Hacker News new | ask | show | jobs
by ralph 5098 days ago
STA is `store accumulator' not address. Would you have liked to type STORE_ACCUMULATOR with the high frequency that the instruction occurs on an editor that had no auto-complete? Even reading it is slower than STA. And having them be all three letters meant assemblers could pack the text into memory in fixed-length records; every byte mattered.

Here's the table of ARM mnemonics in the source to Acorn's BBC BASIC for the ARM. https://www.riscosopen.org/viewer/view/castle/RiscOS/Sources... For the 6502, space was tight enough that it was packed to less than three-bytes per mnemonic.

ARM was born from Acorn's frustration with 16-bit CPUs that they considered as successors to the 6502, e.g. 68000, not the 6502.

2 comments

Your right https://sites.google.com/site/6502asembly/6502-instruction-s...

"ARM was born from Acorn's frustration with 16-bit CPUs that they considered as successors to the 6502, e.g. 68000, not the 6502" yes and no, were both right. ARM looked at a 16bit replacement for the 6502 and found the options of the 68000 not having the performance they wanted. They went to America and checked out the work on the replacement for the 6502 and concluded that they could just make there own CPU and so they did.

Had the replacement for the 6502 not been a one man team then history would be different now.

>  And having them be all three letters meant assemblers could pack the text into memory in fixed-length records; every byte mattered.

As much as I agree with using the mnemonics, this is a bogus argument. Even C64 BASIC tokenized stuff before storing it, because there's no reason to store the name at all. In fact, if you prefer, the 6502 instruction set is small enough to represent it in the assemblers editor as a single byte index into an array. Or you could just use the opcode itself.

BBC BASIC tokenised BASIC keywords before the line was stored in memory, e.g. PRINT was represented by a single byte. Some tokens needed more than one byte, especially in later versions.

But I'm talking about assembler here. BBC BASIC has a built-in assembler, e.g. 6502, Z80, or ARM, depending on the CPU it's running on. The assembler source in the BASIC program is not tokenised on input but stored as plain text. Instead, when those lines of BASIC, since that's what these embedded lines of assembler, wrapped in [...], are, get run the machine code is assembled at the address in BASIC's P% integer register variable and P% is moved on. At that point of execution BASIC must hunt for the mnemonic, stored in the "tokenised" BASIC line as plain text, in its table; the table I reference in the case of ARM BASIC. That table can be laid out as it is because each mnemonic is three characters long, e.g. mov, ldr, stm, and bic.

You mixing tokenising BASIC, which BBC BASIC did, and the embedded ARM assembler, which it didn't, and then adding in an "assembler's editor", and there wasn't one of them. Just lines of BASIC program, 10, 20, ..., some of which switched to assembler with a [.

I'm not talking about the BBC specifically all - the specific system is irrelevant - and so I'm not "mixing" anything. Many 6502 based systems did have assembler editors; many more had "monitors" that would assemble line by line on the fly - if not built in then as common extensions.

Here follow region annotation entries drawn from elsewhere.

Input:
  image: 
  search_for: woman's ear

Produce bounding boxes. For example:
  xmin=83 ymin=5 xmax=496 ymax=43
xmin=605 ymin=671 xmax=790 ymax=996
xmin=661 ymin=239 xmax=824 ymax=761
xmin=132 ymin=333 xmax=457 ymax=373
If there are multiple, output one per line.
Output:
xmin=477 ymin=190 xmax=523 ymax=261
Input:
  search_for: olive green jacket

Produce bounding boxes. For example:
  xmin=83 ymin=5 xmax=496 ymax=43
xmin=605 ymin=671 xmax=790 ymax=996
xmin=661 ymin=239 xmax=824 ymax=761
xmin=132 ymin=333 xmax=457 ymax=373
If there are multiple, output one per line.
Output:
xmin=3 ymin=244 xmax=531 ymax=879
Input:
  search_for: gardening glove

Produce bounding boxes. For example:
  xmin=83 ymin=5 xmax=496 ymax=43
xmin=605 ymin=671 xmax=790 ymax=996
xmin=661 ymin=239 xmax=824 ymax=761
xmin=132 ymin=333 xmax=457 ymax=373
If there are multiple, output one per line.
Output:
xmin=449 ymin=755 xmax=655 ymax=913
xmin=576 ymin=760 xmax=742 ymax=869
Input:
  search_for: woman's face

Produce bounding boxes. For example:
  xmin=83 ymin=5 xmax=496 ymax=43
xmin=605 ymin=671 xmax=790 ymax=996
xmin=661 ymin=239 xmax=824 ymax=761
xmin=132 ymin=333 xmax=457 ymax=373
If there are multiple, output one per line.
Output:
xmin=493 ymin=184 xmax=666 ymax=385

(in fact I did most of my M6502 assembly programming in a monitor, with a notepad to keep track of where various functions started; it was first a couple of years after a I started doing assembly that I got a proper macro assembler for my C64, and even then exactly because "every byte mattered" it was not at all uncommon to still stick to a monitor on a cartridge rather than have a macro assembler "waste" precious memory for the assembler and source text)

What I'm talking about is the general idea that longer keywords somehow would prevent an assembler from using fixed length records to represent lines, though reading it in context of what you wrote above I see your reference to fixed length records referred to the table used for assembling, not to the source lines in which case it makes slightly more sense to me.

Though not fully, as it'd be both faster and take less code to use custom search code to match the input against the available opcodes than to insist on a fixed length record - did a quick check and it should be doable to save at least a dozen or two bytes and reduce the average search time significantly by range checking and using lookup table for the first character. It might've been convenient to write the code with fixed records, but it's far from optimal in terms of either performance or code size, so it doesn't seem like code size bothered them that much in this case.

The "every byte mattered" applies to source too on these systems, and I actually find it really curious that they went to the step of supporting inline assembly but then didn't apply that optimization to the source given the limited memory and performance of these systems. Especially since the opcode itself makes a very obvious token candidate, potentially leaving the "assembly" step itself reduced to mostly copying data and applying address fixups.